"Two Gentlemen of Footscray"

The C. J. Dennis Collection
From: The Melbourne Herald Date: 7 August 1922

(Once of Verona, in Another Life) A remarkable campaign against swearing, instituted in Verona, is claimed to have reduced bad language in that city by 75 per cent.

First Gentleman:
Corpo di Bacco, Bill I mean, dear me!
The times is surely changin’. Did yeh see
Wot’s ’appened up in ole Verona now?
They’re down on swearin’. Now ain’t that a cow?
Remember, in our former life, ’ow we
Hit up the town with language flowin’ free?

Second Gentleman:
Do I remember? ’Struth — that is to say,
Christofo Colombo! Them times was gay!
Reel bonzer times they was, an’, strike me pink!
Verona! Wot would poor ole Shakespeare think?
The bloke ’oo made ’em swagger round the street
Servin’ out lash an’ language both dead neat.

First Gentleman:
Ah, Maladetta! — I mean, spare me days!
Poor ole Verona’s sunk to genteel ways.
Remember when Mercutio went reel sore,
An’ outed Tybalt? Blimey! ’Ow they swore!
Ole Capulet ’imself could use a curse,
An’ some blokes said that Montague was worse.

Second Gentleman:
Sapristi! — I mean, Blimey! Lad, yer right;
Them was the days when we could cuss an’ fight.
Even that young sonk, Romeo, could swear,
When ’e got set ’e’d fairly raise yer ’air.
Yeh rekerleck ’ow ’e let loose that day,
’E ’ad to leave ’is tart an’ duck away;

First Gentleman:
Swear!

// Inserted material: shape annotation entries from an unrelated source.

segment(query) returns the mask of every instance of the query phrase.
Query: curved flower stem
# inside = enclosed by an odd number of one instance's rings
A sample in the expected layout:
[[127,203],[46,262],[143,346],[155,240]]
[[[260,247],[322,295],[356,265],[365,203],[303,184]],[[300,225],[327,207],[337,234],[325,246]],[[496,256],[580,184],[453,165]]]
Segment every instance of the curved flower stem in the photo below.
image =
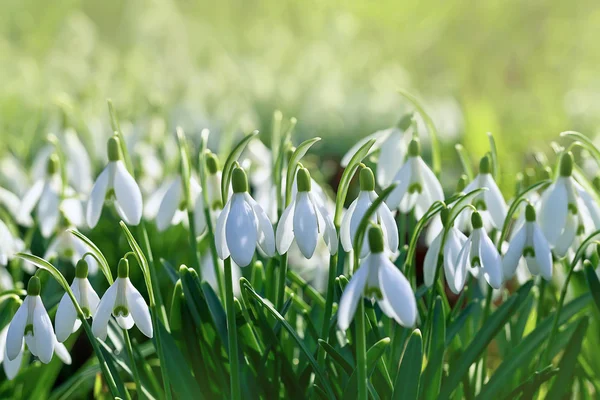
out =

Dio mio! — that is, strike a light!
’E turned the air fair purple on that night.
Sich lovely language never can I catch
In these days, even at a football match.
Wot must ole Shakespeare think, there in ’is grave —
Poor ole Verona made a wowsers’ slave!

Second Gentleman:
Ah, wot a bloomin’ fallin’ off is there —
In ole Verona, where a bloke can’t swear!

First Gentleman:
No matter, mate in that ole narrer street,
A cuss by any other name will sound as sweet.

Second Gentleman:
But these ’ere changes makes me feel reel queer.

First Gentleman:
Corpo di bloomin’ Bacco! ’Ave a beer!